Warum Singlebörsen oft mehr versprechen, als sie halten können

Im Internet stehen heute eine Vielzahl von Plattformen zur Verfügung, die es Singles erleichtern sollen, den richtigen Partner zu finden. Über Singlebörsen, besondere Chatrooms, Online-Datingcafés oder Internet-Partnervermittlungen können sich Menschen jeden Alters und aus allen Bundesländern bequem von zu Hause aus kennenlernen – und bei Sympathie ein Treffen vereinbaren. 

Leider können auch die besten Internetdienste und virtuellen Singletreffs keine Garantien geben, dass es auf diesem Weg mit der neuen Liebe klappt. Besonders schwierig aus psychologischer Sicht ist dabei, dass die Teilnehmer sofort voneinander wissen, dass jeder auf der Suche nach einem Flirt oder einer festen Beziehung ist. So versuchen viele Gesprächspartner vor allem, sich ins beste Licht zu setzen, um zu gefallen und ihre Chancen auf dem Beziehungsmarkt zu verbessern.
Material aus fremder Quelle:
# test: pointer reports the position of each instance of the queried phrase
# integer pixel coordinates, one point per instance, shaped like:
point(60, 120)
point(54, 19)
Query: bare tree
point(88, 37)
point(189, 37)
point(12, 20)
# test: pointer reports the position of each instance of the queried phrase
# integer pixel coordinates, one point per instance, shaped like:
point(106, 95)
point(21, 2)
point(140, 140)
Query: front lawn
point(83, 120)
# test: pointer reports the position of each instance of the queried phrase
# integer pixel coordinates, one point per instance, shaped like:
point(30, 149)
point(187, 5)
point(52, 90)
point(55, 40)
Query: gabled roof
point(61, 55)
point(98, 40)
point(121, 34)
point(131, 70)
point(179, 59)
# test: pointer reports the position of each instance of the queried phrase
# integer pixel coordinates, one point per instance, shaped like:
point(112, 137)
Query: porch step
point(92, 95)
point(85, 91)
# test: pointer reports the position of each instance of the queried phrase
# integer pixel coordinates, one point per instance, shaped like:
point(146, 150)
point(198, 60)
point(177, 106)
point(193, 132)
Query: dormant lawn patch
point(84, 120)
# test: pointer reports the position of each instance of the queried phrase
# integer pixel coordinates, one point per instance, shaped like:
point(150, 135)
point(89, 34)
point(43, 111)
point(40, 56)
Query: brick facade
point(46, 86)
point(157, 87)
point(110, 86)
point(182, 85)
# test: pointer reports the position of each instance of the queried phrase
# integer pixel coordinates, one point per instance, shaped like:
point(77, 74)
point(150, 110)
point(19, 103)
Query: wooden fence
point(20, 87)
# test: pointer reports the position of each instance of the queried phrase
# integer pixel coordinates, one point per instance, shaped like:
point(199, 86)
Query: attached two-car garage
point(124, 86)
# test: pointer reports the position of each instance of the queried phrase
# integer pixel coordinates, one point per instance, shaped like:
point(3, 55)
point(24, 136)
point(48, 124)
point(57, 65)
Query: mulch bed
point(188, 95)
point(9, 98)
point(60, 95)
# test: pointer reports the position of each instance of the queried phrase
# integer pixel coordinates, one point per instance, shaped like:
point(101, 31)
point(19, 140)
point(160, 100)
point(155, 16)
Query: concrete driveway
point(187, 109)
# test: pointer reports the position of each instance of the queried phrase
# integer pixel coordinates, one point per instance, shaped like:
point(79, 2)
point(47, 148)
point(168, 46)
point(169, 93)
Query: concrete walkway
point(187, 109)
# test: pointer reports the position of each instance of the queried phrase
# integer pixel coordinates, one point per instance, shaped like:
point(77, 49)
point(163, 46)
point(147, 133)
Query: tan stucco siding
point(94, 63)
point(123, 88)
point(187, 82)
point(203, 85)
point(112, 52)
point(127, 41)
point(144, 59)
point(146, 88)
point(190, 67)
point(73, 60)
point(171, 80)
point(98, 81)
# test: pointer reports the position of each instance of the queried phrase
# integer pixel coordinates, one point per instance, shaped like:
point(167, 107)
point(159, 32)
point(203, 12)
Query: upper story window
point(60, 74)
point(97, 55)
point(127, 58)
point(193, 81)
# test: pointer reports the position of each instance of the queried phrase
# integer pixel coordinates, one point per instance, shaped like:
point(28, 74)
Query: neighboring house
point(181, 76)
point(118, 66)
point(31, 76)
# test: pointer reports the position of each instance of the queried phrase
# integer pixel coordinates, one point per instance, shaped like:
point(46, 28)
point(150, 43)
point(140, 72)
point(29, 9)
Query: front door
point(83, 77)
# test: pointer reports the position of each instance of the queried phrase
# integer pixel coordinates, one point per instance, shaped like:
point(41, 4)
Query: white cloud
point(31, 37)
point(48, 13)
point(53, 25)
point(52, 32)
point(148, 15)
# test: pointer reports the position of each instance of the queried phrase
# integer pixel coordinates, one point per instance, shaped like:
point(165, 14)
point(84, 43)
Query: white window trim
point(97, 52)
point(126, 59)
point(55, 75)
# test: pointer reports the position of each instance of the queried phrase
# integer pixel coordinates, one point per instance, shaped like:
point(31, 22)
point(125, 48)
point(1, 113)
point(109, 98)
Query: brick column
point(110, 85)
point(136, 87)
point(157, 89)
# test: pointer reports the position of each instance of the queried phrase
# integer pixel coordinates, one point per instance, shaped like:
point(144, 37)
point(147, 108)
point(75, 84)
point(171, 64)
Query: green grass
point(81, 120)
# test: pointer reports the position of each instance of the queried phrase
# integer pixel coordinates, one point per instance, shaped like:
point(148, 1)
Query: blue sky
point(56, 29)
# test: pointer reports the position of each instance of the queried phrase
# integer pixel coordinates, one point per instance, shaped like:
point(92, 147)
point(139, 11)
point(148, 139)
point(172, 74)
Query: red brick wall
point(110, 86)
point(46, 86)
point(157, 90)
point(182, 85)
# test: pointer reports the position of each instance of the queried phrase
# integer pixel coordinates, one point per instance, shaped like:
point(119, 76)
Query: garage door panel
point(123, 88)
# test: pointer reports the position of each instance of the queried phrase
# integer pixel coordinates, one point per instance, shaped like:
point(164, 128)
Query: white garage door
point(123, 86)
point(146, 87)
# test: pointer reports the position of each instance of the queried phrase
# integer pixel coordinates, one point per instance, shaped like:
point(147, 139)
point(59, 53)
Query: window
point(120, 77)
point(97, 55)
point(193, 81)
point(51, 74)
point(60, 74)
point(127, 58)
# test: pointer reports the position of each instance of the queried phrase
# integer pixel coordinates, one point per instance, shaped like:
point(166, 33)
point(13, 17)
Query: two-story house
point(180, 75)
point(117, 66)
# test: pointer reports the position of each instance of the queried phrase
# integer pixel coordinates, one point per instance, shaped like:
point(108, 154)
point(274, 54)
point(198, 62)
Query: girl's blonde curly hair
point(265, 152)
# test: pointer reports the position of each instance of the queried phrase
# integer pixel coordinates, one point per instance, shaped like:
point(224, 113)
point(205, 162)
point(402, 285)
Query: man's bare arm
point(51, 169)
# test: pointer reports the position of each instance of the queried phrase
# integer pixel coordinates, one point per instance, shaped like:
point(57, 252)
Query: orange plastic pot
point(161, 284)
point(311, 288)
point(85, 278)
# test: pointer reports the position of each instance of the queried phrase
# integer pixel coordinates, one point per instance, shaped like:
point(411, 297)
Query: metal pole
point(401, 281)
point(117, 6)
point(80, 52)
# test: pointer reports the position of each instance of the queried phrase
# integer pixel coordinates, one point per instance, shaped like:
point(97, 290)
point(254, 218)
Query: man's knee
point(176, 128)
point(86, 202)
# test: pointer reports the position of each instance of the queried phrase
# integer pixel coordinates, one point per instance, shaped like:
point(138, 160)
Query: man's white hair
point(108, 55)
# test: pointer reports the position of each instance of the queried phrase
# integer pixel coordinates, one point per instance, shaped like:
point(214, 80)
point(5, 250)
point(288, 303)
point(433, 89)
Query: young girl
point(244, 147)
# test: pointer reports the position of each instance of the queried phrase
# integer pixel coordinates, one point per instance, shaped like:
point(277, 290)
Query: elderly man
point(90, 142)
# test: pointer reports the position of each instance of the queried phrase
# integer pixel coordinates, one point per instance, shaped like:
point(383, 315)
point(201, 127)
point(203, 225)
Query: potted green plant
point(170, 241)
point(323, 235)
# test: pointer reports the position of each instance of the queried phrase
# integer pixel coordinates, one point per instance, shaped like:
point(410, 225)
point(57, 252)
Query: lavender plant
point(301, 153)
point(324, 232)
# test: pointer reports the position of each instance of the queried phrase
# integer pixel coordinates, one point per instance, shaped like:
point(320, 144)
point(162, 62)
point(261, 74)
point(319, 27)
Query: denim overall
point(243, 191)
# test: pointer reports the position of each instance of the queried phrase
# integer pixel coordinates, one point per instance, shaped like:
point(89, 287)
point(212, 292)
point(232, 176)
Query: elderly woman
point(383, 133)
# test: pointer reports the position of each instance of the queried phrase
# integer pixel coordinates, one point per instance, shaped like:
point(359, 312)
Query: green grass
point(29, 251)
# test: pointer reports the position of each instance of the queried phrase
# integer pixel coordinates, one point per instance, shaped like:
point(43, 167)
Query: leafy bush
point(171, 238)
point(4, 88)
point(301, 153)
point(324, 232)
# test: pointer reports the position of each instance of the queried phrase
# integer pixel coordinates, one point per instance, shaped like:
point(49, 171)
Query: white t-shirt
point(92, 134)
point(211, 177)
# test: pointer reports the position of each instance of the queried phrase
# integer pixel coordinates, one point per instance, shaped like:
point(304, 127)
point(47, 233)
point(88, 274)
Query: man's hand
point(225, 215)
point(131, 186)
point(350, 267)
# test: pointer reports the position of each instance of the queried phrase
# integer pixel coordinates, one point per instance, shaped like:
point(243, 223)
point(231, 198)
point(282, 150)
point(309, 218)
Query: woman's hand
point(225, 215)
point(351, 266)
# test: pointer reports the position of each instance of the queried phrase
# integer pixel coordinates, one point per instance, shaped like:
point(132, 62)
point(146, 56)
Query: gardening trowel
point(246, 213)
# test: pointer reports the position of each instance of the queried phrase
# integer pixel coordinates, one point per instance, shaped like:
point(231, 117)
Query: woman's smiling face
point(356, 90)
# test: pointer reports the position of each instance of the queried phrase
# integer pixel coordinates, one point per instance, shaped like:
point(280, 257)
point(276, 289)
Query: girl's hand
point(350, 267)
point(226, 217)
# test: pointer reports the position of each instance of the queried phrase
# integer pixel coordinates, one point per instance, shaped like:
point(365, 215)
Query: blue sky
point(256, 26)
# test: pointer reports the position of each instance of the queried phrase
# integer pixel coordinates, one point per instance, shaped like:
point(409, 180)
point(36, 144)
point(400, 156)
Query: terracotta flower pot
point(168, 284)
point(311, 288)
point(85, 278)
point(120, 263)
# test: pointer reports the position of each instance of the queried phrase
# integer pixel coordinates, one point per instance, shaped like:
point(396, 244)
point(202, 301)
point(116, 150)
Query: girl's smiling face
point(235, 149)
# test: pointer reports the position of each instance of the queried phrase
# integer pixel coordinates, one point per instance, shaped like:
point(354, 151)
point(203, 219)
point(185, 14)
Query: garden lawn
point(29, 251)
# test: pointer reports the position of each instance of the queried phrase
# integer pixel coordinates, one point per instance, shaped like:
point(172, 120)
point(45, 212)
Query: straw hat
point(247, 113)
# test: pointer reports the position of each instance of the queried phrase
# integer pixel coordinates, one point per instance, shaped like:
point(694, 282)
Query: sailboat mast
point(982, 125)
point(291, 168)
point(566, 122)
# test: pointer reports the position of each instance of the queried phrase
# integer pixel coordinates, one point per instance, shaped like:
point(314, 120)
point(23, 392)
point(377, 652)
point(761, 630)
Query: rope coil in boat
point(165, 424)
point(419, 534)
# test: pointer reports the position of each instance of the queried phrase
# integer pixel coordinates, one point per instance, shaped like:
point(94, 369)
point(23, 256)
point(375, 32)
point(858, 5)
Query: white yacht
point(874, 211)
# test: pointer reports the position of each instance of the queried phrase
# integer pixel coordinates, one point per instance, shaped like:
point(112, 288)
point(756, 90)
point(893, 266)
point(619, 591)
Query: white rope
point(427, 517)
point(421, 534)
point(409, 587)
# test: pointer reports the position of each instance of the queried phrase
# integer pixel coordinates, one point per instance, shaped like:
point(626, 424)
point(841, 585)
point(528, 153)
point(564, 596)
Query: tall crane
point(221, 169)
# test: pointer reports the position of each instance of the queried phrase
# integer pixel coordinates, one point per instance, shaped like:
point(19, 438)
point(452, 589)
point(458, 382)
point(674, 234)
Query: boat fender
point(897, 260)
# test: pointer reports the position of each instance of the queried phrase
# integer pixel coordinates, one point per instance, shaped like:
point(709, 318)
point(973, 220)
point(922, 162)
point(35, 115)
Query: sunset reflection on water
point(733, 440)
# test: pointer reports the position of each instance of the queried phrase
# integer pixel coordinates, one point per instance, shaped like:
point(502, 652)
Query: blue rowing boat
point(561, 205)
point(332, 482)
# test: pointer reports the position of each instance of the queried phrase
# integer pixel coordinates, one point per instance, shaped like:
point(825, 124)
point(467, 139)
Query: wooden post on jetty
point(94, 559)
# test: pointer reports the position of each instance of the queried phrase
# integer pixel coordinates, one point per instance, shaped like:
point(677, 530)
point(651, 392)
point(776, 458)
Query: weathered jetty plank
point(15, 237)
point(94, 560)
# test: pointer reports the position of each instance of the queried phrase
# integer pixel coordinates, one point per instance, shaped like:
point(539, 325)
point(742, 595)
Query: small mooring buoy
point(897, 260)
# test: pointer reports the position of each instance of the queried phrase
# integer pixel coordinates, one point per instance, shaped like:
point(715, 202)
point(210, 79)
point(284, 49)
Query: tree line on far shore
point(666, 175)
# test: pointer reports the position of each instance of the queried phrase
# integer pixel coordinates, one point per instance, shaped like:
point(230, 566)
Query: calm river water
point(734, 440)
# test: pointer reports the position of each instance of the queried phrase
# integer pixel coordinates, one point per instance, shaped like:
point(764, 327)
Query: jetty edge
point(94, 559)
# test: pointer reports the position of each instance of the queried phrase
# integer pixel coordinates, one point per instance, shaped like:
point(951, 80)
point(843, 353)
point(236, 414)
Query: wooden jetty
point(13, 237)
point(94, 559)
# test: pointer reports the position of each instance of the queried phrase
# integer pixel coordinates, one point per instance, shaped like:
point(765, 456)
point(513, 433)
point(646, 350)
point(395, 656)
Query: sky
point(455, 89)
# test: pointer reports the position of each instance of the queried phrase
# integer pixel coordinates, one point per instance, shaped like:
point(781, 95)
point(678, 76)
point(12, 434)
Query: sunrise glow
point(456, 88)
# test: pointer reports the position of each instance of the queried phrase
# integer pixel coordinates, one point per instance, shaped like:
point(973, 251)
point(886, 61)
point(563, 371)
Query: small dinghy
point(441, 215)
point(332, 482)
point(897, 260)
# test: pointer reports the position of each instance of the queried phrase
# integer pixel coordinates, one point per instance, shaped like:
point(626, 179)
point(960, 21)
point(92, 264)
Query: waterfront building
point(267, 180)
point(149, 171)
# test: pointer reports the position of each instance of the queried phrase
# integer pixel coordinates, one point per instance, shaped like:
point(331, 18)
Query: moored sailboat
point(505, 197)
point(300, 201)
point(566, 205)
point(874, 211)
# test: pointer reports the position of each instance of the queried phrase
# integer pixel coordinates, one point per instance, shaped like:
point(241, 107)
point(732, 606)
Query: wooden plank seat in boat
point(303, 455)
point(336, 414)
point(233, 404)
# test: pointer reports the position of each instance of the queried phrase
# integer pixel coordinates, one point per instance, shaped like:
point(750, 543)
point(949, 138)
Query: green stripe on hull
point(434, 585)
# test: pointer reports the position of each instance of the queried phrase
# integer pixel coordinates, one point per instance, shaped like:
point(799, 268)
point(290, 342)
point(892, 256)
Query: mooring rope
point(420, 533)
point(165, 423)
Bei der Partnerwahl sind Ehrlichkeit und Offenheit Trumpf. Darum ist es schon beim Kennenlernen (und natürlich auch im Internet) empfehlenswert, sich nicht zu verstellen, sondern ganz natürlich zu geben. Das fällt leichter, wenn man daran denkt, dass niemand auf Erden perfekt ist. Nicht Vollkommenheit, Bestleistungen oder lebenslange Garantien sind bei der Partnersuche gefragt, sondern Nähe, Gemeinsamkeiten und die Bereitschaft, sich zu öffnen, gemeinsam zu freuen und zusammen für etwas Neues zu begeistern.

Optimismus und Vertrauen ziehen das Glück an 

Wo die nächste Liebe wartet oder wie die persönlichen Chancen auf eine glückliche Beziehung im neuen Jahr stehen, können selbst erfahrene Psychologen, Singleberater oder Paartherapeuten nicht voraussagen. Sicher ist nur, dass innere Stärke, Selbst- und Weltvertrauen, Gelassenheit und Zuversicht den Weg dorthin erleichtern und verkürzen.

Das alte Wort, man solle seinen Nächsten lieben wie sich selbst, enthält eine ganz einfache und sehr alte Wahrheit: Wer bereit ist, sich selbst anzunehmen und mit den Fehlern und Schwächen der Vergangenheit auszusöhnen, ist bereit für eine neue Liebe. Und ist der ersehnte Funke dann erst einmal übergesprungen, hat sich im Rückblick jede noch so lange Wartezeit gelohnt.